There Goes Crazy Ass George Again:
Imagine you're at your favorite bar, a neighborhood joint, named after the owner in just one word ("Joe's" or "Juanita's"), where all the crap hanging on the walls is the real deal, stuff that Joe or Juanita actually picked up at real ball parks, stadiums, and rinks, not just ordered out of a bar decor catalog. It ain't the nicest place, but, hell, it's just down the street and Juanita knows just how strong you like your third and fourth whiskey sours.
At the end of the bar, in the dark corner near the tiny johns, sits Crazy Ass George, twitchin' and mumblin', clinging to that glass mug like it's a life preserver, swirlin' that shot around like it's holy water. And despite all the times he's passed out and fallen off that stool, all the times he's threatened to fight the pool players who bump him with their cues, he's always there.

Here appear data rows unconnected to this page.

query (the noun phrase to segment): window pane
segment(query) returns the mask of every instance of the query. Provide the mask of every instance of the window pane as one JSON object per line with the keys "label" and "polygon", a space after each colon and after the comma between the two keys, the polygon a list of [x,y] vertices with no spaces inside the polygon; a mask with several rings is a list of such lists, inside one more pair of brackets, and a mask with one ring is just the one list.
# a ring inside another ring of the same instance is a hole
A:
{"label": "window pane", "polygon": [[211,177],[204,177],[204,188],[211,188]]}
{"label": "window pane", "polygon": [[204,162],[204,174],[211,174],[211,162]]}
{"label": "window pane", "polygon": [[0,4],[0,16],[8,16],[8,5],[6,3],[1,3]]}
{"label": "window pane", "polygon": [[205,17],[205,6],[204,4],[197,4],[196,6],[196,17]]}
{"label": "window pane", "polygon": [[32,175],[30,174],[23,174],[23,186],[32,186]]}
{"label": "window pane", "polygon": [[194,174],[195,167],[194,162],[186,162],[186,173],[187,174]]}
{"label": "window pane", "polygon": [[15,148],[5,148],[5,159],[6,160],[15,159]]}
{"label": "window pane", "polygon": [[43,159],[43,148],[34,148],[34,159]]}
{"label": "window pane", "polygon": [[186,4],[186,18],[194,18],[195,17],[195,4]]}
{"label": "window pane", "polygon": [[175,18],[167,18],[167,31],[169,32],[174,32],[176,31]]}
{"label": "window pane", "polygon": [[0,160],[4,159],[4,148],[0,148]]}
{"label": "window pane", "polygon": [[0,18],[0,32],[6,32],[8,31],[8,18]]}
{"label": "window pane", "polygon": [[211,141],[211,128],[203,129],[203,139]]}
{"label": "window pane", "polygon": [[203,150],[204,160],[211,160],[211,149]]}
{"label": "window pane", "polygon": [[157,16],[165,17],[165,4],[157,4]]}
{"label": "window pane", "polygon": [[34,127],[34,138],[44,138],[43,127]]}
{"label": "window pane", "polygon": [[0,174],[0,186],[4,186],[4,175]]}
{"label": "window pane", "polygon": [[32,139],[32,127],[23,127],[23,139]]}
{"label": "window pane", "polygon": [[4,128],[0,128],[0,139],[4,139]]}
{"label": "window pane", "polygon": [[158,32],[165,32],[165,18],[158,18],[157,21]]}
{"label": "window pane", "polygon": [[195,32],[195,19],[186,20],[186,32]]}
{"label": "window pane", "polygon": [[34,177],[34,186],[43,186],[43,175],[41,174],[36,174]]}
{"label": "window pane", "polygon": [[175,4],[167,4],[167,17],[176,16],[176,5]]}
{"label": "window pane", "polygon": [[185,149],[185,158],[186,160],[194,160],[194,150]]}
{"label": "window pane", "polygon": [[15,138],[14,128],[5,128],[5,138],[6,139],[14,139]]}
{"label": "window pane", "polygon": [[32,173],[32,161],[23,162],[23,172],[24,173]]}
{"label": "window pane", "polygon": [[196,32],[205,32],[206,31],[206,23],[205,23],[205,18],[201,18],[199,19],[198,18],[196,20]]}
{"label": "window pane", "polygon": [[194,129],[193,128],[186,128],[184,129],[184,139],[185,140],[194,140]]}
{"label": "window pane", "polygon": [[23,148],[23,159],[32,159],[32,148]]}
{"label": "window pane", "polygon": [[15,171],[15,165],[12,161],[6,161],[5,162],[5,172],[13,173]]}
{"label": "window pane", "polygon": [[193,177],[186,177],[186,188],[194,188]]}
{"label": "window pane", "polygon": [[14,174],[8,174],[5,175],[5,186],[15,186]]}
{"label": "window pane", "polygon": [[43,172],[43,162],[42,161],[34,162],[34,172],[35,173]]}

And Crazy Ass George, he's got those shakes, man, the never-quite-endin' DTs, always movin' with a little jitter. Crazy Ass George was a nuthouse schizoid for a good part of the 1970s, set free back in the Reagan era to wander the streets until he found this corner of this bar. He never served in Vietnam, but he sure can talk like he did.
Crazy Ass George sees things, shit no one else sees, and you get him tanked up enough, he'll start tellin' you about all the phantoms and demons that are floatin' around him. When he gets goin', like Henry Darger on his last Vivian Girl bender, Crazy Ass George'll spin whole universes of bugfuck insane shit. He calls them "evil," he calls them "radical," and he talks about how they wanna take over the world of human beings. It's a pity, Juanita'll tell you, how Crazy Ass George was just a crap-his-own-pants alcoholic until September 11, 2001, when all of a sudden his gibberish began to take on this apocalyptic tone.
You may even sit and listen to him for a moment or two, hearing him babble on about "Evil men, obsessed with ambition and unburdened by conscience, must be taken very seriously -- and we must stop them before their crimes can multiply." You can make out phrases like "enslave whole nations and intimidate the world" and "the rage of the killers" and "cold-blooded contempt for human life."
Yes, you listen to Crazy Ass George long enough and you're gonna start to sense harpy wings blowing a breeze that ruffles your hair, you're gonna feel claws testing the elasticity of your flesh, you're gonna smell a breath decadent with human gore wafting across your nostrils. When you're in that corner with Crazy Ass George, all sorts of horrors can seem real, immediate, and terrible. And those horrors must be stopped before they rip our children from our arms and drag them, screaming, into realms of hell we have only dreamt of.
You shake yourself free of Crazy Ass George. Surely, you realize, we live in dangerous times, times of monsters real and sentient. But we simply cannot exist as Crazy Ass George believes we ought to, on our guard constantly, scanning the sky for endless chimeric enemies, bolting our doors to our neighbors. It's soul-withering and, ultimately, renders us victims as well. And then there's the other possibilities: that Crazy Ass George is completely, utterly wrong, or that Crazy Ass George is the demon himself, and one day someone will show you the dump where he tossed the corpses of burnt children. Besides, Crazy Ass George is just a worthless, slurring drunk, right?
You turn to leave the bar, something Crazy Ass George won't do until he's pissed himself and the bar stool. And outside, where the rest of us are, there's only the cool breeze, smelling of rich autumn, blowing away the scent of summer decay, and stars, man, bright fuckin' stars, against a big, dark, endless sky, and earth under your feet that'll take you back home.